I have been spending the last few days in Atlanta with Sam's dad, visiting the Georgia Aquarium, and getting Hayden's first haircut! We have been having a blast. I like this place. It's busy near the city but I am city girl at heart. I love all the eclectic shopping and easy access to all things awesome! Especially the exhibits and events that happen when your near a big city. I haven't had the chance to enjoy Atlanta too much, we are on a budget this month and what with me going down to West Palm Beach for a visit with my family, I need to be careful where I spend my money. Sam couldn't stay past Monday, unfortunately. He couldn't get the time off of work. And we have a HUGE family reunion to attend in just a few weeks, where he did get time off. I will miss the hubs for the next 2 weeks, but I will enjoy being with my family for that time! I can't wait.

Here's Hayden getting his first haircut. He did so great!:





And here's the Aquarium pictures:

Mommy, daddy and Hayden!

Hayden and his Dan Dan!

Stuff we will (one day) get for our home!

I've been thinking a lot about the place we might live in when we move to our new base location. Depending on where, we will either be renting or staying in a house on base. Since I have a 3 person family, a larger house sounds nice! I thought about all the stuff we will bring and all the stuff that will inevitably be sold off or given away. I realized that, though some things we could live without, other things that we need we don't even have! I am making a list of the stuff I would like to aquire, if anything for future reminders, so that I can begin working on this new goal ASAP!

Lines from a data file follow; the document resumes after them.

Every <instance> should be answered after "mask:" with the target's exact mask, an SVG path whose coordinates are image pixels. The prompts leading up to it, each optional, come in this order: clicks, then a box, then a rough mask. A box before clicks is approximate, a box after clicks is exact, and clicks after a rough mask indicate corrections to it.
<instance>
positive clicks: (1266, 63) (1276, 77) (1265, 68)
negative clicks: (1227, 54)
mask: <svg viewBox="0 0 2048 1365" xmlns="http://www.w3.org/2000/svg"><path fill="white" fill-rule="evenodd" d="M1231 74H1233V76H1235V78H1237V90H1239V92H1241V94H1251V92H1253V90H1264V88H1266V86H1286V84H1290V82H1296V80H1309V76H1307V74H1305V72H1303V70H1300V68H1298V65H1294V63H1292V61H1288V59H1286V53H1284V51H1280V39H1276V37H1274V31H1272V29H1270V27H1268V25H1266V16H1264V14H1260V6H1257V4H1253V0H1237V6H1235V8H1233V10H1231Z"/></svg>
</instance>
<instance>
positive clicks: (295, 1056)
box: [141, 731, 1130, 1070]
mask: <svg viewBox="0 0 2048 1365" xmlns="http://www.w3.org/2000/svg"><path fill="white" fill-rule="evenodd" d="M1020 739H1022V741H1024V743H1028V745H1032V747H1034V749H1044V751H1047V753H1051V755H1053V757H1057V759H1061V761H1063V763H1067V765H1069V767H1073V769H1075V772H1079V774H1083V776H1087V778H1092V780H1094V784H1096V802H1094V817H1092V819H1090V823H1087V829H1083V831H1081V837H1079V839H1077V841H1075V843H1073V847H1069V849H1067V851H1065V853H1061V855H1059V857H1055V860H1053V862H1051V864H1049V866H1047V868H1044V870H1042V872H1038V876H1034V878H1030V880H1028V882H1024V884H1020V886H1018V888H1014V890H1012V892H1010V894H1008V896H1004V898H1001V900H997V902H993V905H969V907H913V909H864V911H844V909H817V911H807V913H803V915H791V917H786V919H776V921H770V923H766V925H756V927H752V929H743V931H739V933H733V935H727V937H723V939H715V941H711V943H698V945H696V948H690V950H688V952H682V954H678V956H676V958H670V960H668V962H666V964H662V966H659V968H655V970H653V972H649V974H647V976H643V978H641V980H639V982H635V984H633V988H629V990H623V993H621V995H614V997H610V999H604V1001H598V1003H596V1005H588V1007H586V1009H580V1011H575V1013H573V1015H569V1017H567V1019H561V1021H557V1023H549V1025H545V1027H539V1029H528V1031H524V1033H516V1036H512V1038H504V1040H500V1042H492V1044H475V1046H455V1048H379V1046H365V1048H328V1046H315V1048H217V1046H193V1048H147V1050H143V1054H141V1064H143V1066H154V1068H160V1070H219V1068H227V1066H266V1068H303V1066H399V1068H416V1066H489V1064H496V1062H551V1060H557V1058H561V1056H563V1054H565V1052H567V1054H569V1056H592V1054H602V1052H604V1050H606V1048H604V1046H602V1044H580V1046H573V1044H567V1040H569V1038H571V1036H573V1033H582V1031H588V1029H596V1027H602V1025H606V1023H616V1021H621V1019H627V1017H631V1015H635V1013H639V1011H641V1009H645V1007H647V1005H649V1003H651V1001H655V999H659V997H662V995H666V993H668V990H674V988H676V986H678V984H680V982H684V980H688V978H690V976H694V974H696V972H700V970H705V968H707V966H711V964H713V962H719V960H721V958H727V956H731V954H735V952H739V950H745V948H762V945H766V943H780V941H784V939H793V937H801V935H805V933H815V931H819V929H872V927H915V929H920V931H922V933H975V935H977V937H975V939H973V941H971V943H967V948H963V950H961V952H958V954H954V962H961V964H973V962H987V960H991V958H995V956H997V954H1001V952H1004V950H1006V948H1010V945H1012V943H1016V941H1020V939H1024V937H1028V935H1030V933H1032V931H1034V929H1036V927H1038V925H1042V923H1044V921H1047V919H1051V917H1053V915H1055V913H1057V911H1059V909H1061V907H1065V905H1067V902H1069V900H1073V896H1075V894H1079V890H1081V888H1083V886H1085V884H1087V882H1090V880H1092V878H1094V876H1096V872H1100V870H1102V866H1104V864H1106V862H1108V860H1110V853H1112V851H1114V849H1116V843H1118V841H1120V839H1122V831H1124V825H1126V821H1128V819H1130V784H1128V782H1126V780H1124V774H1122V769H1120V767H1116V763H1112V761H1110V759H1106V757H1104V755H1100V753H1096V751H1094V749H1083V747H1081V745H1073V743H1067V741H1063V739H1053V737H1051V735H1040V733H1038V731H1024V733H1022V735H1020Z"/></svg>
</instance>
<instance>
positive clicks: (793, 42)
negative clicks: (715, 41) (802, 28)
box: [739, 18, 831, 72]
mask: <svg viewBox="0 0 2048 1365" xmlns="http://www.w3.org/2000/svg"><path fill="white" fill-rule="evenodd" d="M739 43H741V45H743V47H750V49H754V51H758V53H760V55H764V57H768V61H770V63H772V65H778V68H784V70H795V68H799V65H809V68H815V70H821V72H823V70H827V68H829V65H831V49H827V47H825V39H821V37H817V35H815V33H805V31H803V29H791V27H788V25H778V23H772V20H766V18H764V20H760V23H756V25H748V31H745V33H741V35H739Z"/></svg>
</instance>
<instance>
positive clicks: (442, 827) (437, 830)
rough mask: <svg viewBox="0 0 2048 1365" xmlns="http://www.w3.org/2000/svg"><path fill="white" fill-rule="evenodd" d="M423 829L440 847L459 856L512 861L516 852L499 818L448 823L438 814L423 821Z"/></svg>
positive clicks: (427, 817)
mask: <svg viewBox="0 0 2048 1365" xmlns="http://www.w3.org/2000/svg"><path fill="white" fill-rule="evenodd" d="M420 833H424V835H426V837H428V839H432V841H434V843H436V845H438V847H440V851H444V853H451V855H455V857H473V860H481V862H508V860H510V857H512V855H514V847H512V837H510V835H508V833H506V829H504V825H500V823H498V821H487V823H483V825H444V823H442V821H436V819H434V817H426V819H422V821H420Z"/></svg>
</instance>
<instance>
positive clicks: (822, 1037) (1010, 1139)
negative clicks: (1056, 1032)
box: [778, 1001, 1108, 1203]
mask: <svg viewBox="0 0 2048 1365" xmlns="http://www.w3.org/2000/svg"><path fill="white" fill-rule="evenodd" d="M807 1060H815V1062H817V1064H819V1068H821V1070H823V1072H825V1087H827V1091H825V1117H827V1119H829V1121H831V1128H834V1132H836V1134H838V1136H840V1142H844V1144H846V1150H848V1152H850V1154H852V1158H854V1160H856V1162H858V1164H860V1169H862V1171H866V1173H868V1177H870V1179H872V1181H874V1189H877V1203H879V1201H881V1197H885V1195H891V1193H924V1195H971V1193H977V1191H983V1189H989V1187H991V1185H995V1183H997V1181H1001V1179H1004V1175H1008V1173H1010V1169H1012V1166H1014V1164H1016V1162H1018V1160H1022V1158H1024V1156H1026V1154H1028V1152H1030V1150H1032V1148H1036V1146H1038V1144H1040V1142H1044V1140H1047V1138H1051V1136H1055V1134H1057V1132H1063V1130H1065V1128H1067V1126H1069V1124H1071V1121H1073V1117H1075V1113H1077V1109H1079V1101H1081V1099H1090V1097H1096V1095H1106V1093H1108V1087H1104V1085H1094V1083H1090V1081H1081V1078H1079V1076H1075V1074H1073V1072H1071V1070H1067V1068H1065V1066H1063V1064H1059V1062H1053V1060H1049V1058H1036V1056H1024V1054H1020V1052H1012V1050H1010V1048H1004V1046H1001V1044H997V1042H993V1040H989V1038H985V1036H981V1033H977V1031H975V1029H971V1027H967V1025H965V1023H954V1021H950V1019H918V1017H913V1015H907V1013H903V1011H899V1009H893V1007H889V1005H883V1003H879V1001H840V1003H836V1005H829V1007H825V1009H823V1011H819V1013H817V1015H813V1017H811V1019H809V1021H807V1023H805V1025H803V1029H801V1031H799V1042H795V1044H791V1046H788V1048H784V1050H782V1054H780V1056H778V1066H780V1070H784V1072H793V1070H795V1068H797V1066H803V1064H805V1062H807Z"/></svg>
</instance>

1. Coffee table and matching end tables for living room.
2. A dining table (I have one in mind, it has a wine rack underneath!).
3. A dog. I think I want to try a breeding business... have to figure out which dog I want to breed though. But the first will be strictly for companion purposes.
4. A professional set of pots and pans, preferably Calphalon but a decent set would still be better than the hand-me-down, beaten-up, crusty, rusty, mismatched set (if you can even call it a set) that I already have.
5. A professional knife block set. Wüsthof comes to mind!
6. A chest of drawers for storage purposes, maybe even a hutch? I'm too domestic for my own good.
7. His and Hers computers.
8. Via toy boxes for Hayden's room. They are too adorable, I want them all!
9. Display cases for our abundance of odds and ends.
10. A Cedarworks bunk bed for Hayden's room. This is the créme de la créme of all the things I want to get. Just look at it... you would so want this if you were a kid!

I'm sure there is so much more to add to this list. But I am a realist. And realistically, unless by some miracle we win the lotto that we never play, or inherit some money from our relatives who aren't rich, then these things will only come to us with time and diligent savings. We don't expect to have everything we want in the first few years of being married and having a baby, but we can hope! And the goal is to get these things one day, even if it has to be one pot or knife at a time!